販売に当たっては丸紅エアロスペース(東京都千代田区)と協力し、同社によるディーラー「ホンダジェットジャパン」が販売や整備、機体の運用サービスなどを行う。すでに国土交通省に型式証明の申請を行っており、2019年前半の納入開始を目指すという。

日本では5月にスイスで開かれた航空ショーで発表した高性能新型機の『ホンダジェットエリート』を販売する。価格は18年度の米国価格で525万ドル(約5億7800万円)。日本でのビジネスジェット機の保有は現在、官公庁保有機を含め90機程度となっており、まだ市場は大きくない。藤野社長は、日本での販売・普及イメージとして「4、5年くらいで(保有を)現在の2倍くらいにしたい」と述べた。

八郷社長は日本での航空機事業展開について「欧米での評判から日本でも導入してほしいというお客様の声が多く、もってくることにした。モビリティーカンパニーとして日本のビジネスジェットの普及にチャレンジしていきたい」と述べた。

藤野社長は「日本では84か所の空港が利用できる。ホンダジェット エリートは成田から上海までノンストップで飛べる性能をもっており、利便性は高い。日本に新しい交通システムをつくっていきたい」と抱負を語った。

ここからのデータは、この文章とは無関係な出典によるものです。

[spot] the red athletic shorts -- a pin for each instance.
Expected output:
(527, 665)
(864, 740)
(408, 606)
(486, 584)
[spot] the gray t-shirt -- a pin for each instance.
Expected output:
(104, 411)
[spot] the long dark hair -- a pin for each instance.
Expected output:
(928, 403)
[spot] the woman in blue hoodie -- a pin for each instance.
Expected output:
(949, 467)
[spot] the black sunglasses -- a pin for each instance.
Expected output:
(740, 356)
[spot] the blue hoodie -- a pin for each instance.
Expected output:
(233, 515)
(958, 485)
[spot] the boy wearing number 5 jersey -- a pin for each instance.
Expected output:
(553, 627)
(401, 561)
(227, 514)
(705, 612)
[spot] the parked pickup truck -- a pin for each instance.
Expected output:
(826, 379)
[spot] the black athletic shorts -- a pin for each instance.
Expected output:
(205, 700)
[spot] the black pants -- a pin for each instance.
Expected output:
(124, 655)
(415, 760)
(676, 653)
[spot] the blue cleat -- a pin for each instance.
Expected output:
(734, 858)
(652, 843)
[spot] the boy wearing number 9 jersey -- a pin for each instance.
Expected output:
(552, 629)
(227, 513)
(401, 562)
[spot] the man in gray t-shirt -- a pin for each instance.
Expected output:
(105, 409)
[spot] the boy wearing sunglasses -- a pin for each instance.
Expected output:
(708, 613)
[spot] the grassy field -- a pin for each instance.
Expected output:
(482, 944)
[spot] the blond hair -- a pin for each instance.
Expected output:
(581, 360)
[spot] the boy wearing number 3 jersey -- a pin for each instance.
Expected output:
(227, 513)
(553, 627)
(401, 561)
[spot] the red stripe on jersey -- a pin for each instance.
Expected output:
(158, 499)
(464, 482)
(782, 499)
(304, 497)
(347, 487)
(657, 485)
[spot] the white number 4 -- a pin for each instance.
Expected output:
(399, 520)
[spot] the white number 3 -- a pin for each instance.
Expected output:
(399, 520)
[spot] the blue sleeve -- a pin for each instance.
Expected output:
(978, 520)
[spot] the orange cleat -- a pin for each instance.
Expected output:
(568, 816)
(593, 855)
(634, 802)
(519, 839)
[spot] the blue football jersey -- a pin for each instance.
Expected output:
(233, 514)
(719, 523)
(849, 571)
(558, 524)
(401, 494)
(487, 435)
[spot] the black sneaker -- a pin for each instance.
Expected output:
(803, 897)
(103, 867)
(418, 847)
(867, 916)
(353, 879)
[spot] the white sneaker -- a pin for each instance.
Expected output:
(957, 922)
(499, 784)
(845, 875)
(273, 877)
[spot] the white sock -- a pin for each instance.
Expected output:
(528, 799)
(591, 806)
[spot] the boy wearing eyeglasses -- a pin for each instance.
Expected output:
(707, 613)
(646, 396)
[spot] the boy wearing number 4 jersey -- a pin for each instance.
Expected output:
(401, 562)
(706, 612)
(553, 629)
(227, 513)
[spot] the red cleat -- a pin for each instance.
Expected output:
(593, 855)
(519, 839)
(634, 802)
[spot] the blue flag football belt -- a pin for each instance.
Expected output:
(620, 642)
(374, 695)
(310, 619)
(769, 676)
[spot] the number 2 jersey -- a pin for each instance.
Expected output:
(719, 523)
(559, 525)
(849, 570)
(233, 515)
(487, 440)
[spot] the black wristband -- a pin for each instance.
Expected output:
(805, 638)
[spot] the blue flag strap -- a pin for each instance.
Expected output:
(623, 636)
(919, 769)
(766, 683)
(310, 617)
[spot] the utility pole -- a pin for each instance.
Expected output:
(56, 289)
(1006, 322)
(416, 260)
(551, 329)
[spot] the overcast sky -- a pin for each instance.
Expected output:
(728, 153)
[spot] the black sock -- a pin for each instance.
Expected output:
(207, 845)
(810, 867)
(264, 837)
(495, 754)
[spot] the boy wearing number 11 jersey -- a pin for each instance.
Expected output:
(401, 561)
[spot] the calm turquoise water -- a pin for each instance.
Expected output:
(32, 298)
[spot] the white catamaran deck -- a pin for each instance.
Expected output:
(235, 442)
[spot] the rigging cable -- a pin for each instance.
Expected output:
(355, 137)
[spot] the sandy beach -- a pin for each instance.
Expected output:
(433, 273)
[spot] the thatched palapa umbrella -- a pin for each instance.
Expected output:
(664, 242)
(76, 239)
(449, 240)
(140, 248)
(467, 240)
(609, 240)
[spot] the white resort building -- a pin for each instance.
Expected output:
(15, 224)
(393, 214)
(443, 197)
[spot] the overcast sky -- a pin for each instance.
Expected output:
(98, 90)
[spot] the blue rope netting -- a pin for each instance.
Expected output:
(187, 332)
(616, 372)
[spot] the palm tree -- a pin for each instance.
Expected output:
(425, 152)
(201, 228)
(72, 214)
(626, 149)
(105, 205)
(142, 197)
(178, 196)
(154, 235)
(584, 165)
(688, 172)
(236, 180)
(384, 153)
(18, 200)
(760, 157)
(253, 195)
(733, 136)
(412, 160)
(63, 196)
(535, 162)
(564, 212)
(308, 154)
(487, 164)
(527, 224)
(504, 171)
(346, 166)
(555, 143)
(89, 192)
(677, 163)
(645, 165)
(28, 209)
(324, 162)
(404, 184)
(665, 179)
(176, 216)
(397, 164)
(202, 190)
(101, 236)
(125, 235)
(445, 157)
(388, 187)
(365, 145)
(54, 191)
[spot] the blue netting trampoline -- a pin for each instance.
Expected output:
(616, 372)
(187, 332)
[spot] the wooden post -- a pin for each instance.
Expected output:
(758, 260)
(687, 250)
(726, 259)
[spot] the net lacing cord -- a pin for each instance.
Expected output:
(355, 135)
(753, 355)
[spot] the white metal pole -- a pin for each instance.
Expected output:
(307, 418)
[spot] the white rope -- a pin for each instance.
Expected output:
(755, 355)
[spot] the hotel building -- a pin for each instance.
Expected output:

ホンダジェットは17年の世界デリバリーが43機となり、小型ジェット機のカテゴリー別でデリバリー数トップとなった。現在の累計運用機数は86機にのぼっている。ホンダジェット エリートは、主翼上面にエンジンを配置するなどホンダジェットの独自技術に、複数の最新技術や装備を追加している。これにより、航続距離を2661kmと約17%(396km)延ばし、静粛性や離着陸時と飛行時の安定性能なども高めている。